The doctor opens a small black case, about half the size of my old lunch box, and pulls out a navy blue medical device shaped like a deformed oval. I recognize it immediately as a blood sugar monitor, having seen some of my friends test their blood sugar when I was a kid.
Dr. Griffiths’s assistant, who has been nothing but helpful since we first met him on Monday, pricks my finger and draws a tiny bead of blood that sits ever so gently on the tip of my extended digit. He scoops up the droplet with the tip of what looks like a small plastic strip and inserts it into the monitor. I watch the numbers blink on the monochrome display.
5 … 4 … 3 … 2 … 1 … 406.
The doctor takes a deep breath. Whatever he’s gleaned from the number does not bode well for me, though I have no idea what it means. There is a moment’s hesitation that I will never forget, a well-defined temporal demarcation that denotes the end of one era of my life and the beginning of another. This brief second is the present, and it sharply separates the past and the future.
“I’m sorry to tell you, my friend,” Dr. Griffiths says, pausing mid-sentence, “but you are a diabetic.”
He allows the weight of the news to sink in. In the brief span of one compound sentence, my life, my health, and my well-being have been twisted, warped, deformed into something completely different. If I’m breathing, I’m unaware of it. If I’m thinking, it’s not in coherent thoughts.

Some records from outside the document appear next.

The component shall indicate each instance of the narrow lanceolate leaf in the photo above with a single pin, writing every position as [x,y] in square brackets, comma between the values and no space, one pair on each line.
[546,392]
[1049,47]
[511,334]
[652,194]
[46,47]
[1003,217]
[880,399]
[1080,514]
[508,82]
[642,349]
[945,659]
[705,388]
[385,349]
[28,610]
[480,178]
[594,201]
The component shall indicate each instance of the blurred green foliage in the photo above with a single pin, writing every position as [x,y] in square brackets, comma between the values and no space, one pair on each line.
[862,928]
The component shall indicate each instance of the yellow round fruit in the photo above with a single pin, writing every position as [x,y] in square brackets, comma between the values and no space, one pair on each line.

Mere spasms of syllables and phrases echo off of the suddenly empty walls of my mind.
Holy shit.
I’ll say that again.
Holy shit.
A few of the doctors I had spoken with back in the States earlier in the week mentioned there was an outside chance that I have diabetes, but they didn’t believe it, and neither did I. One does not “catch” diabetes in the same way that one catches a cold or a flu. My whole body goes numb, and so does my mind. I cannot think. I cannot feel. I cannot reason. I can barely talk. Oxygen, which, until this very moment, constituted about 20 percent of the air around me, suddenly seems overtly and conspicuously lacking.

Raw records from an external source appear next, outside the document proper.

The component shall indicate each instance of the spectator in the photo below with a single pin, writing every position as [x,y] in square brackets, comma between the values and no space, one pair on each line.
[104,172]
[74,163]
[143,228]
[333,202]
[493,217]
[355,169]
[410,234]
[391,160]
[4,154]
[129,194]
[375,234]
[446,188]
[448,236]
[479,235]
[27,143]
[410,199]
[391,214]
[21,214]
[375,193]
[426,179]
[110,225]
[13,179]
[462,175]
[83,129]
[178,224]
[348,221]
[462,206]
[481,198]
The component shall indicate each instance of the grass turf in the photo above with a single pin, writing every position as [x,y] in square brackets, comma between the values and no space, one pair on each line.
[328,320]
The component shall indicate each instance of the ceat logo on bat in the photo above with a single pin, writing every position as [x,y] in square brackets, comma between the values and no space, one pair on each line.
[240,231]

There is an awkward silence that I’m sure everyone who has gone through a life-changing diagnosis would recognize immediately.
“I am diabetic too, and you will be okay,” the doctor reassures me.
Somewhere in the deepest parts of my subconscious, I know what he says is right. It must be right. I have friends who have diabetes, and they’re doing great. But in this first minute, it’s impossible to believe.
I feel like I got kicked in the nuts. Swiftly, solidly, and squarely in the jewels of my masculine plumbing. Except that’s more of a physical sensation, and this is almost entirely emotional. I think the physical pain of getting crushed in the testicles would actually soften the emotional shock of such an unlikely diagnosis. I firmly believe that doctors should keep a small but well-trained staff of short people around to kick patients in the nuts before major diagnoses to soften the second blow by focusing on the first.
“Okay,” I say with as much mirth as I can muster, which amounts to a whopping sum of barely none. My plans to keep traveling—to get on board a plane to Thailand, to ride a train to Koh Tao, to earn my scuba certificate—have vanished. Instead, I have one simple mission that is now the focus of every bit of my energy. I need to go home.
Doctor Griffiths explains to me that I have late-diagnosis type 1 diabetes. In short, I am thirty-one years old with juvenile diabetes. Of course, this doesn’t really mean anything to me, but, from what I can understand from his explanations, my diagnosis at this stage of life is astronomically rare.